Passablement tombé dans l’oubli, l’ami d’enfance de Prokofiev Alexander Borovsky, ancien disciple d’Anna Essipova au Conservatoire de Saint-Petersbourg, soliste des meilleurs chefs d’orchestre, lisztien pionner au disque, méritait cet hommage auquel sa fille Natacha (1924-2012) se serait sans nul doute associée : Sonate op. 101, 2e Ballade, trois Etudes de Chopin, Consolation de Liszt, Intermezzi de Brahms précédés de la 5e Suite française et de la Fantaisie et fugue en sol mineur de Bach, l’un de ses chevaux de bataille.

Vient la joie de reconnaître le digne fils d’Alfred Cortot en un Samson François pas même trentenaire ni encore en proie aux démons ; un coloriste, un chanteur sûr de ses forces, maître de ses emportements, qui ne se pique pas d’inventer des motifs ou des accords sous l’effet de la paresse, d’une surabondance de dons, sinon de dévastatrices addictions. En 1954, Samson François est un pianiste solide aux sonorités capiteuses, qui ne disloque pas les cellules au profit des ambiances de songe : la satisfaction de le voir fournir d’aussi francs prétextes à notre admiration renouvelée l’emportera sur le fait qu’il n’ajoute rien là au répertoire qu’on lui connaissait par ailleurs.
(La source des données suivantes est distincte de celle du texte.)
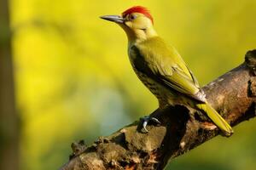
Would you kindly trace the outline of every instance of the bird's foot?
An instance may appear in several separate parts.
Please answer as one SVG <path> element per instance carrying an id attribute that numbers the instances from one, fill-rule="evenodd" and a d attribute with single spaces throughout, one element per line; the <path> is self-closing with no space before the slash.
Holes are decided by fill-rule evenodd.
<path id="1" fill-rule="evenodd" d="M 143 123 L 143 129 L 144 130 L 145 133 L 148 132 L 148 130 L 147 129 L 147 125 L 149 122 L 154 122 L 157 124 L 161 123 L 157 118 L 150 116 L 146 116 L 142 117 L 141 122 Z"/>

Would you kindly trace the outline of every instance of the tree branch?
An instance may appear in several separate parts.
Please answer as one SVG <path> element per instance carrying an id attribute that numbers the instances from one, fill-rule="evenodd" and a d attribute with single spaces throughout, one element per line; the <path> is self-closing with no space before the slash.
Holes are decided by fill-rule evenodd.
<path id="1" fill-rule="evenodd" d="M 245 62 L 203 87 L 208 102 L 231 126 L 255 116 L 256 50 Z M 141 132 L 139 121 L 93 144 L 72 144 L 70 161 L 61 170 L 163 169 L 168 161 L 220 134 L 203 113 L 176 105 L 152 113 L 161 124 Z M 236 132 L 235 132 L 236 133 Z"/>

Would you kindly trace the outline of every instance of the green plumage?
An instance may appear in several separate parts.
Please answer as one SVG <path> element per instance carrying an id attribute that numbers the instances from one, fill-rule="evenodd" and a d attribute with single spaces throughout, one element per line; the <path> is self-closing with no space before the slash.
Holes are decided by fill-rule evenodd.
<path id="1" fill-rule="evenodd" d="M 156 96 L 160 108 L 170 105 L 189 105 L 205 112 L 226 135 L 233 133 L 231 127 L 207 103 L 178 53 L 157 36 L 153 17 L 147 8 L 133 7 L 122 16 L 102 18 L 117 23 L 125 31 L 131 65 L 139 79 Z"/>
<path id="2" fill-rule="evenodd" d="M 211 107 L 178 53 L 159 37 L 130 43 L 129 57 L 135 72 L 158 98 L 160 106 L 185 105 L 203 110 L 226 134 L 230 126 Z"/>

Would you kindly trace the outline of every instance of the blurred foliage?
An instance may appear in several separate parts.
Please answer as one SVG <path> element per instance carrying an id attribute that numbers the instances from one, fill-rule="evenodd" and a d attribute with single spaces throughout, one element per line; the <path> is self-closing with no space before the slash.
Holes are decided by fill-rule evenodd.
<path id="1" fill-rule="evenodd" d="M 73 141 L 90 143 L 157 107 L 130 65 L 125 33 L 99 19 L 137 4 L 152 11 L 159 34 L 201 84 L 255 48 L 254 0 L 12 0 L 22 169 L 57 169 Z M 254 169 L 253 122 L 174 160 L 170 169 Z"/>

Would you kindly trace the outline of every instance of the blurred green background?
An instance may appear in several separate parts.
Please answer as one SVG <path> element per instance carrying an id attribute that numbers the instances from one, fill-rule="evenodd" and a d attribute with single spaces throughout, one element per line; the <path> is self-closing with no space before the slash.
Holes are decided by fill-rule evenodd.
<path id="1" fill-rule="evenodd" d="M 124 31 L 99 16 L 148 7 L 159 35 L 201 85 L 256 48 L 255 0 L 9 3 L 21 170 L 57 169 L 72 142 L 90 144 L 157 108 L 130 65 Z M 231 138 L 215 138 L 166 169 L 254 170 L 255 122 L 240 124 Z"/>

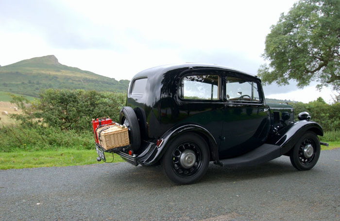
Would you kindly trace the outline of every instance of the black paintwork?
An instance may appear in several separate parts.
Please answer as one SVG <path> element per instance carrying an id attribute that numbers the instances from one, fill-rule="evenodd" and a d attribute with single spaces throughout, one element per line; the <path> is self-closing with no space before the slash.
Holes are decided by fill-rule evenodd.
<path id="1" fill-rule="evenodd" d="M 181 99 L 177 93 L 181 79 L 203 73 L 220 76 L 220 97 L 212 101 Z M 227 76 L 255 82 L 259 101 L 229 100 L 224 86 Z M 145 78 L 148 80 L 144 94 L 131 94 L 134 81 Z M 311 130 L 319 135 L 323 134 L 321 127 L 315 122 L 302 121 L 293 124 L 291 106 L 266 104 L 261 81 L 257 77 L 218 65 L 188 63 L 141 71 L 130 82 L 126 106 L 134 109 L 138 118 L 142 142 L 135 154 L 136 160 L 143 165 L 158 162 L 168 143 L 189 131 L 198 133 L 206 140 L 211 160 L 221 165 L 221 159 L 250 153 L 265 143 L 279 146 L 280 154 L 284 154 L 301 133 Z M 160 139 L 164 142 L 158 147 L 155 143 Z"/>

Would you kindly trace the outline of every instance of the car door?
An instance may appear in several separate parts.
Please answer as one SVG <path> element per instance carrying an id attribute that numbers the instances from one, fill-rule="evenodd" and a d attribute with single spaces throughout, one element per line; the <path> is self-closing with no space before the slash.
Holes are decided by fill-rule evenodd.
<path id="1" fill-rule="evenodd" d="M 209 131 L 220 145 L 224 104 L 221 71 L 204 69 L 187 72 L 178 88 L 177 123 L 198 124 Z"/>
<path id="2" fill-rule="evenodd" d="M 240 155 L 260 146 L 270 128 L 269 111 L 257 78 L 228 72 L 222 84 L 225 93 L 220 158 Z"/>

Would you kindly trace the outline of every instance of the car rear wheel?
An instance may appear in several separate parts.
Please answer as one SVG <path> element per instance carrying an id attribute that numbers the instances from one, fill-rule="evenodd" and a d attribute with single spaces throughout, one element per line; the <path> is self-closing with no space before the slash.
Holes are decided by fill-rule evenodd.
<path id="1" fill-rule="evenodd" d="M 168 177 L 178 184 L 198 181 L 208 169 L 210 155 L 205 141 L 195 133 L 174 140 L 163 156 L 162 164 Z"/>
<path id="2" fill-rule="evenodd" d="M 301 171 L 312 169 L 320 155 L 320 142 L 315 133 L 306 132 L 293 148 L 289 157 L 294 167 Z"/>
<path id="3" fill-rule="evenodd" d="M 138 119 L 134 109 L 131 107 L 124 107 L 121 112 L 122 115 L 120 117 L 120 124 L 127 127 L 131 149 L 136 152 L 140 146 L 140 131 Z"/>

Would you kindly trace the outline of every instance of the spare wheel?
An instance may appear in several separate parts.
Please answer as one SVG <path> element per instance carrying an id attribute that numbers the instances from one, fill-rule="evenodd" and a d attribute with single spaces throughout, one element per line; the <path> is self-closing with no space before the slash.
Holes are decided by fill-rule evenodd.
<path id="1" fill-rule="evenodd" d="M 140 131 L 137 116 L 131 107 L 124 107 L 121 112 L 122 116 L 120 124 L 127 127 L 131 149 L 134 152 L 136 151 L 140 146 Z"/>

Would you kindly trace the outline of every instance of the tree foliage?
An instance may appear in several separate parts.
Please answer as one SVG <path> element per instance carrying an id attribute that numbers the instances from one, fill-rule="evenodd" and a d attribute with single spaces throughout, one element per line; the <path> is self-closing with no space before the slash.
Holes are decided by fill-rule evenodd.
<path id="1" fill-rule="evenodd" d="M 340 103 L 327 104 L 321 97 L 307 104 L 302 102 L 291 104 L 294 108 L 295 120 L 303 111 L 308 112 L 311 120 L 320 124 L 325 131 L 340 130 Z"/>
<path id="2" fill-rule="evenodd" d="M 266 38 L 258 71 L 264 83 L 298 87 L 318 81 L 340 90 L 340 0 L 300 0 L 281 14 Z"/>

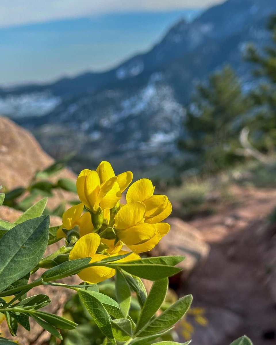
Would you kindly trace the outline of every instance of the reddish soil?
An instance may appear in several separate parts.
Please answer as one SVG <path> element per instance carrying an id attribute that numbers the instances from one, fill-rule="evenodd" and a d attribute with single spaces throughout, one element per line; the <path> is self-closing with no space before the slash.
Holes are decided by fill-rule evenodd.
<path id="1" fill-rule="evenodd" d="M 276 190 L 237 191 L 238 206 L 190 222 L 211 247 L 206 262 L 180 289 L 193 295 L 193 305 L 203 307 L 209 320 L 207 328 L 197 326 L 195 345 L 228 345 L 244 334 L 254 345 L 276 344 L 276 300 L 267 259 L 268 251 L 276 257 L 276 245 L 266 233 Z"/>

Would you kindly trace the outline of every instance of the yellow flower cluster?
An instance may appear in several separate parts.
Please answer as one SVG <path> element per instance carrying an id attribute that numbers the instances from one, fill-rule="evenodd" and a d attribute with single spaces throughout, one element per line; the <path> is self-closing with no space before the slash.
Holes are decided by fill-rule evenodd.
<path id="1" fill-rule="evenodd" d="M 90 257 L 91 262 L 109 256 L 122 255 L 124 245 L 133 252 L 119 260 L 137 259 L 138 253 L 151 250 L 170 229 L 161 223 L 171 212 L 165 195 L 154 195 L 150 180 L 143 178 L 133 183 L 126 194 L 127 203 L 120 202 L 122 193 L 131 183 L 133 174 L 126 171 L 115 176 L 110 164 L 102 161 L 96 170 L 83 170 L 77 180 L 81 203 L 63 214 L 62 225 L 57 236 L 68 237 L 76 231 L 79 239 L 70 252 L 69 259 Z M 87 211 L 83 214 L 84 208 Z M 112 269 L 92 266 L 81 271 L 80 277 L 97 283 L 115 274 Z"/>

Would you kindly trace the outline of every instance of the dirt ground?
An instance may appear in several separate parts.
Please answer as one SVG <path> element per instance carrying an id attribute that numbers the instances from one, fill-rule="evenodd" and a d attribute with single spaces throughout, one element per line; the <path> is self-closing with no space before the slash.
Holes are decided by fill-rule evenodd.
<path id="1" fill-rule="evenodd" d="M 196 327 L 195 345 L 228 345 L 244 334 L 254 345 L 276 344 L 268 259 L 272 253 L 276 258 L 276 239 L 266 231 L 276 190 L 237 188 L 237 195 L 238 206 L 190 222 L 211 247 L 206 262 L 178 292 L 192 294 L 194 306 L 206 311 L 209 324 Z"/>

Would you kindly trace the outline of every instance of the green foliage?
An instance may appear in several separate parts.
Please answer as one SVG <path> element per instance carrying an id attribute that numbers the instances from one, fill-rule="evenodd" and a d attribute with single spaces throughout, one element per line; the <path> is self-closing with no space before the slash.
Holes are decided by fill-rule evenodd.
<path id="1" fill-rule="evenodd" d="M 165 278 L 152 284 L 139 316 L 136 332 L 142 328 L 160 308 L 167 294 L 168 284 L 168 278 Z"/>
<path id="2" fill-rule="evenodd" d="M 192 166 L 216 171 L 237 159 L 240 118 L 250 106 L 229 66 L 211 75 L 206 85 L 198 85 L 185 117 L 186 136 L 179 143 L 180 149 L 191 154 Z"/>
<path id="3" fill-rule="evenodd" d="M 48 243 L 49 216 L 30 219 L 8 231 L 0 241 L 0 291 L 29 272 Z"/>
<path id="4" fill-rule="evenodd" d="M 241 337 L 234 342 L 231 343 L 230 345 L 253 345 L 252 342 L 246 335 Z"/>
<path id="5" fill-rule="evenodd" d="M 49 173 L 51 173 L 51 169 Z M 1 201 L 4 200 L 1 194 L 0 198 Z M 61 340 L 65 336 L 65 345 L 74 344 L 73 339 L 87 345 L 101 341 L 106 345 L 149 345 L 154 341 L 157 345 L 187 345 L 188 342 L 183 344 L 173 341 L 167 333 L 188 310 L 191 296 L 183 297 L 168 306 L 167 303 L 166 308 L 162 307 L 168 289 L 168 277 L 180 271 L 175 266 L 185 258 L 164 256 L 118 262 L 118 259 L 127 256 L 124 254 L 94 262 L 90 263 L 90 257 L 69 260 L 71 244 L 43 257 L 47 245 L 56 241 L 57 230 L 57 227 L 49 227 L 49 216 L 41 215 L 46 201 L 44 199 L 37 202 L 13 223 L 0 223 L 0 313 L 4 315 L 11 335 L 16 336 L 19 324 L 31 331 L 31 317 L 54 337 Z M 116 272 L 114 290 L 113 284 L 106 283 L 98 286 L 54 281 L 85 268 L 103 266 Z M 51 268 L 39 277 L 28 282 L 30 276 L 39 267 L 48 266 Z M 154 281 L 148 296 L 139 277 Z M 41 285 L 77 291 L 74 298 L 78 301 L 78 317 L 72 321 L 41 310 L 51 303 L 49 297 L 31 292 L 27 297 L 26 294 Z M 11 300 L 5 300 L 6 296 L 12 296 Z M 159 309 L 163 311 L 156 316 Z M 78 326 L 75 322 L 77 319 L 83 319 L 83 323 Z M 89 330 L 85 326 L 88 322 Z M 92 334 L 96 342 L 91 340 Z M 239 342 L 233 345 L 251 345 L 246 337 L 237 341 Z M 245 341 L 247 342 L 241 342 Z M 13 343 L 0 337 L 0 345 Z"/>
<path id="6" fill-rule="evenodd" d="M 116 296 L 120 308 L 124 317 L 128 314 L 130 306 L 131 293 L 130 289 L 122 273 L 117 271 L 115 277 Z"/>
<path id="7" fill-rule="evenodd" d="M 137 335 L 146 336 L 167 331 L 184 316 L 189 308 L 192 299 L 191 295 L 180 298 L 161 315 L 146 325 L 138 332 Z"/>
<path id="8" fill-rule="evenodd" d="M 87 292 L 79 291 L 78 293 L 82 303 L 99 328 L 109 340 L 114 341 L 110 318 L 103 305 L 98 299 Z"/>
<path id="9" fill-rule="evenodd" d="M 62 189 L 76 193 L 75 183 L 68 179 L 60 178 L 56 183 L 53 183 L 48 179 L 64 169 L 66 164 L 71 157 L 72 155 L 66 156 L 45 169 L 37 171 L 31 178 L 30 185 L 27 187 L 18 187 L 11 190 L 3 188 L 2 190 L 6 192 L 6 195 L 0 193 L 0 206 L 3 203 L 6 206 L 25 211 L 28 209 L 29 210 L 38 198 L 52 196 L 54 190 Z M 2 187 L 0 186 L 0 189 L 1 188 L 3 188 Z M 24 196 L 23 198 L 22 196 Z M 43 204 L 43 202 L 42 200 L 40 201 L 41 205 Z M 62 201 L 52 211 L 47 210 L 47 214 L 61 217 L 65 210 L 65 205 Z M 29 213 L 30 216 L 31 211 L 30 210 Z M 34 215 L 31 218 L 37 216 Z M 0 224 L 0 227 L 1 227 Z"/>
<path id="10" fill-rule="evenodd" d="M 250 138 L 254 146 L 264 152 L 274 153 L 276 145 L 276 16 L 272 16 L 268 25 L 272 44 L 260 53 L 249 45 L 246 58 L 254 66 L 254 75 L 262 79 L 250 92 L 254 105 L 254 121 L 248 119 Z"/>

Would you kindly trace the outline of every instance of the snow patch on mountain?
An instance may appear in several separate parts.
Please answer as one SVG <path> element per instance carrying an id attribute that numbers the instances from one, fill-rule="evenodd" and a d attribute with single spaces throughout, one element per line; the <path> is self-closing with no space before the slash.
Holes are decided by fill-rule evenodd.
<path id="1" fill-rule="evenodd" d="M 11 118 L 39 117 L 53 110 L 61 102 L 47 92 L 9 95 L 0 97 L 0 114 Z"/>

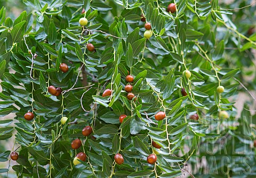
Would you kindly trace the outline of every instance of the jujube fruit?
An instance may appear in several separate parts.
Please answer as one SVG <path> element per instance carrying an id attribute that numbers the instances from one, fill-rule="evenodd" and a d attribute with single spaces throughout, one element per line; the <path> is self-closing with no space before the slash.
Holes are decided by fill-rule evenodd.
<path id="1" fill-rule="evenodd" d="M 156 155 L 154 155 L 154 154 L 149 155 L 147 158 L 147 161 L 150 164 L 154 164 L 156 162 L 157 159 L 157 158 Z"/>
<path id="2" fill-rule="evenodd" d="M 31 120 L 33 119 L 34 119 L 34 117 L 35 116 L 34 115 L 34 114 L 31 112 L 28 112 L 25 115 L 24 115 L 24 118 L 25 118 L 26 120 Z"/>
<path id="3" fill-rule="evenodd" d="M 88 43 L 86 45 L 87 49 L 89 51 L 94 51 L 94 46 L 91 43 Z"/>
<path id="4" fill-rule="evenodd" d="M 174 3 L 170 4 L 167 7 L 167 12 L 170 12 L 172 13 L 176 12 L 176 6 Z"/>
<path id="5" fill-rule="evenodd" d="M 110 96 L 112 94 L 112 91 L 110 89 L 106 90 L 102 93 L 102 96 Z"/>
<path id="6" fill-rule="evenodd" d="M 127 85 L 125 86 L 125 87 L 124 87 L 124 90 L 127 92 L 127 93 L 130 93 L 130 92 L 131 92 L 132 91 L 132 86 L 131 85 Z"/>
<path id="7" fill-rule="evenodd" d="M 85 161 L 86 160 L 86 155 L 84 152 L 80 152 L 79 153 L 76 155 L 76 157 L 74 158 L 73 163 L 74 165 L 76 165 L 78 164 L 81 163 L 78 159 L 82 160 L 83 161 Z"/>
<path id="8" fill-rule="evenodd" d="M 75 150 L 80 148 L 81 145 L 82 145 L 82 141 L 80 139 L 78 139 L 74 140 L 72 141 L 72 143 L 71 143 L 71 147 L 73 149 Z"/>
<path id="9" fill-rule="evenodd" d="M 83 17 L 79 19 L 79 23 L 82 26 L 85 26 L 88 23 L 88 20 L 86 18 Z"/>
<path id="10" fill-rule="evenodd" d="M 82 130 L 82 134 L 84 136 L 89 136 L 92 132 L 92 128 L 89 125 L 85 126 L 83 130 Z"/>
<path id="11" fill-rule="evenodd" d="M 57 93 L 57 91 L 56 90 L 56 88 L 52 86 L 49 86 L 48 87 L 48 92 L 52 94 L 53 95 L 55 95 L 56 93 Z"/>
<path id="12" fill-rule="evenodd" d="M 149 22 L 147 22 L 144 25 L 144 27 L 147 30 L 150 30 L 151 29 L 151 23 Z"/>
<path id="13" fill-rule="evenodd" d="M 140 20 L 141 20 L 142 22 L 146 22 L 146 18 L 144 15 L 143 15 L 143 14 L 141 14 L 140 17 L 141 17 L 141 19 L 140 19 Z"/>
<path id="14" fill-rule="evenodd" d="M 117 164 L 122 164 L 124 163 L 124 157 L 121 154 L 117 153 L 114 157 L 114 159 Z"/>
<path id="15" fill-rule="evenodd" d="M 153 32 L 152 30 L 146 30 L 145 32 L 144 32 L 144 37 L 146 39 L 150 38 L 152 35 L 153 35 Z"/>
<path id="16" fill-rule="evenodd" d="M 126 117 L 127 116 L 125 115 L 122 115 L 119 117 L 119 121 L 120 122 L 120 123 L 123 123 L 123 121 L 124 120 L 124 118 Z"/>
<path id="17" fill-rule="evenodd" d="M 159 144 L 158 144 L 157 143 L 156 143 L 156 142 L 155 142 L 154 141 L 152 141 L 152 145 L 156 148 L 157 148 L 157 149 L 159 149 L 159 148 L 161 148 L 162 147 L 160 146 Z"/>
<path id="18" fill-rule="evenodd" d="M 19 154 L 17 152 L 13 151 L 11 153 L 10 157 L 11 157 L 11 159 L 15 161 L 19 158 Z"/>
<path id="19" fill-rule="evenodd" d="M 56 91 L 57 91 L 57 92 L 55 94 L 56 96 L 59 96 L 61 93 L 61 92 L 62 92 L 62 90 L 61 90 L 61 88 L 59 87 L 57 88 Z"/>
<path id="20" fill-rule="evenodd" d="M 64 73 L 67 72 L 68 71 L 68 67 L 65 63 L 61 63 L 60 65 L 60 69 Z"/>
<path id="21" fill-rule="evenodd" d="M 189 70 L 184 70 L 184 71 L 183 72 L 183 74 L 185 74 L 186 75 L 186 77 L 187 78 L 190 78 L 191 77 L 191 72 Z"/>
<path id="22" fill-rule="evenodd" d="M 66 122 L 67 122 L 67 120 L 68 120 L 68 118 L 67 117 L 62 117 L 60 119 L 60 122 L 61 123 L 61 124 L 62 125 L 65 124 Z"/>
<path id="23" fill-rule="evenodd" d="M 134 96 L 135 96 L 134 94 L 132 93 L 128 93 L 128 94 L 127 95 L 127 98 L 129 100 L 132 100 L 133 97 Z"/>
<path id="24" fill-rule="evenodd" d="M 217 92 L 219 93 L 221 93 L 224 92 L 225 88 L 223 86 L 220 85 L 217 87 Z"/>
<path id="25" fill-rule="evenodd" d="M 187 96 L 188 95 L 188 94 L 186 92 L 185 88 L 181 88 L 181 94 L 184 96 Z"/>
<path id="26" fill-rule="evenodd" d="M 198 120 L 199 119 L 198 115 L 197 114 L 193 115 L 189 117 L 189 119 L 194 119 L 194 120 Z"/>
<path id="27" fill-rule="evenodd" d="M 227 119 L 229 117 L 228 112 L 226 111 L 220 111 L 219 112 L 219 116 L 221 118 Z"/>
<path id="28" fill-rule="evenodd" d="M 163 111 L 159 111 L 155 115 L 155 119 L 156 120 L 161 120 L 165 117 L 165 114 Z"/>
<path id="29" fill-rule="evenodd" d="M 126 80 L 127 82 L 130 82 L 132 83 L 133 82 L 133 77 L 131 75 L 128 75 L 126 77 L 125 77 L 125 80 Z"/>

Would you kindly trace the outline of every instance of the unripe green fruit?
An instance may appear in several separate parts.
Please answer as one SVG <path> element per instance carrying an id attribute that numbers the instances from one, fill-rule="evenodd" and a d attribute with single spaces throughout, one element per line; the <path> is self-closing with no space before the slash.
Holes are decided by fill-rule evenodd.
<path id="1" fill-rule="evenodd" d="M 224 90 L 225 88 L 224 88 L 224 87 L 223 86 L 219 86 L 218 87 L 217 87 L 217 92 L 219 93 L 223 93 L 224 92 Z"/>
<path id="2" fill-rule="evenodd" d="M 144 32 L 144 37 L 147 39 L 149 39 L 152 35 L 153 35 L 153 32 L 151 30 L 146 30 Z"/>
<path id="3" fill-rule="evenodd" d="M 68 118 L 67 117 L 62 117 L 62 118 L 61 118 L 61 119 L 60 119 L 60 122 L 61 123 L 61 124 L 65 124 L 67 120 L 68 120 Z"/>
<path id="4" fill-rule="evenodd" d="M 79 23 L 82 26 L 85 26 L 88 23 L 88 20 L 84 17 L 82 18 L 79 20 Z"/>
<path id="5" fill-rule="evenodd" d="M 186 77 L 187 78 L 189 78 L 191 77 L 191 72 L 189 70 L 186 70 L 183 72 L 183 74 L 185 74 L 186 75 Z"/>
<path id="6" fill-rule="evenodd" d="M 227 119 L 229 117 L 228 112 L 226 111 L 220 111 L 219 113 L 219 116 L 220 118 Z"/>

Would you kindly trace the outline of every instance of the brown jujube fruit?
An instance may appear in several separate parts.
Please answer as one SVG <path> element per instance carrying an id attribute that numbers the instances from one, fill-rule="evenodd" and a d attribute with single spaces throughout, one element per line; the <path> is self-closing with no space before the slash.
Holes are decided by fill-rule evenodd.
<path id="1" fill-rule="evenodd" d="M 11 153 L 10 157 L 11 157 L 11 159 L 15 161 L 19 158 L 19 154 L 18 154 L 17 152 L 13 151 Z"/>
<path id="2" fill-rule="evenodd" d="M 161 120 L 165 117 L 165 114 L 163 111 L 159 111 L 155 115 L 155 119 L 157 120 Z"/>
<path id="3" fill-rule="evenodd" d="M 121 154 L 117 153 L 114 157 L 115 161 L 117 164 L 122 164 L 124 163 L 124 157 Z"/>
<path id="4" fill-rule="evenodd" d="M 60 65 L 60 69 L 64 73 L 68 71 L 68 66 L 65 63 L 61 63 Z"/>
<path id="5" fill-rule="evenodd" d="M 128 75 L 126 77 L 125 77 L 125 80 L 127 82 L 132 83 L 133 82 L 133 77 L 131 75 Z"/>
<path id="6" fill-rule="evenodd" d="M 151 154 L 148 156 L 148 158 L 147 158 L 147 161 L 148 161 L 148 163 L 150 164 L 154 164 L 156 162 L 157 159 L 157 158 L 156 155 Z"/>
<path id="7" fill-rule="evenodd" d="M 126 117 L 127 116 L 125 115 L 122 115 L 119 117 L 119 121 L 120 122 L 120 123 L 123 123 L 123 121 L 124 120 L 124 118 Z"/>
<path id="8" fill-rule="evenodd" d="M 102 93 L 102 96 L 110 96 L 111 95 L 112 93 L 112 91 L 111 91 L 110 89 L 107 89 L 104 92 Z"/>
<path id="9" fill-rule="evenodd" d="M 147 22 L 144 25 L 144 27 L 147 30 L 150 30 L 151 29 L 151 23 L 149 22 Z"/>
<path id="10" fill-rule="evenodd" d="M 85 161 L 85 160 L 86 160 L 87 158 L 86 155 L 85 155 L 85 153 L 83 152 L 80 152 L 79 153 L 76 155 L 76 157 L 82 160 L 83 161 Z"/>
<path id="11" fill-rule="evenodd" d="M 188 95 L 188 94 L 185 91 L 185 88 L 181 88 L 181 94 L 184 96 L 187 96 Z"/>
<path id="12" fill-rule="evenodd" d="M 171 3 L 168 5 L 168 7 L 167 7 L 167 12 L 171 12 L 172 13 L 176 12 L 176 6 L 174 3 Z"/>
<path id="13" fill-rule="evenodd" d="M 124 90 L 127 93 L 131 92 L 132 91 L 132 86 L 130 84 L 127 85 L 124 87 Z"/>
<path id="14" fill-rule="evenodd" d="M 157 149 L 159 149 L 162 148 L 161 146 L 160 146 L 159 144 L 155 142 L 154 141 L 152 141 L 152 145 L 153 145 L 154 147 Z"/>
<path id="15" fill-rule="evenodd" d="M 57 92 L 55 94 L 56 96 L 59 96 L 60 94 L 61 93 L 61 92 L 62 92 L 62 90 L 61 90 L 61 88 L 59 87 L 57 88 L 56 91 L 57 91 Z"/>
<path id="16" fill-rule="evenodd" d="M 194 119 L 194 120 L 198 120 L 199 117 L 197 114 L 195 114 L 193 115 L 191 115 L 189 117 L 189 119 Z"/>
<path id="17" fill-rule="evenodd" d="M 82 145 L 82 141 L 80 139 L 75 139 L 71 143 L 71 147 L 74 149 L 78 149 Z"/>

Car d’autres disques, à l’opposé, revêtent une réelle importance historique en ce sens qu’ils bouleversent notre perception des interprètes plus encore même qu’ils ne l’affinent ou ne l’enrichissent. Le concert aux Champs-Elysées de Cziffra en atteste, auquel nous consacrons un article à part.

Il n’est pas le seul.

Né il y a un siècle à Budapest, Gyula Károlyi fut successivement l’élève de Margit Varró, de Joseph Pembaur à Munich, de Max Pauer au Conservatoire de Leipzig, d’Alfred Cortot à l’Ecole Normale de Musique de Paris, d’Ernö Dohnányi enfin à l’Académie Franz Liszt de sa ville natale. Technicien sans peur et sans reproche, musicien inégal au discours souvent prosaïque (nonobstant une clarté d’articulation infaillible qui nous vaut l’une des versions les plus incisives, sous la baguette de Richard Schumacher, du Concerto en ré de Haydn), Julian von Károlyi était déjà l’un des accompagnateurs en titre de Fedor Chaliapine lorsqu’il se classa 9e au Concours Chopin de Varsovie, en 1932, derrière Alexandre Uninsky (vainqueur), ses compatriotes Imre Ungar (aveugle, 2e) et Louis Kentner (5e). Inconnus jusqu’alors, ces remarquables concertos de Liszt, qu’il devait graver officiellement quinze ans plus tard pour Emidisc aux côtés d’István Kertész, cette Campanella diabolique, ces pièces de Ravel (hochkristallinen) et de Debussy – virulence sans précédent des Feux d’artifice, dissipés sur un fragment surréaliste de La Marseillaise – forment une partie des premières traces conservées de son jeu. Peut-être la plus intéressante… Conséquence et reflet des convictions politiques profondes du pianiste, toutes ont été captées à Berlin au siège de la Radio du Reich, entre mai 1943 et octobre 1944. Julian von Károlyi s’est éteint à Munich en 1993.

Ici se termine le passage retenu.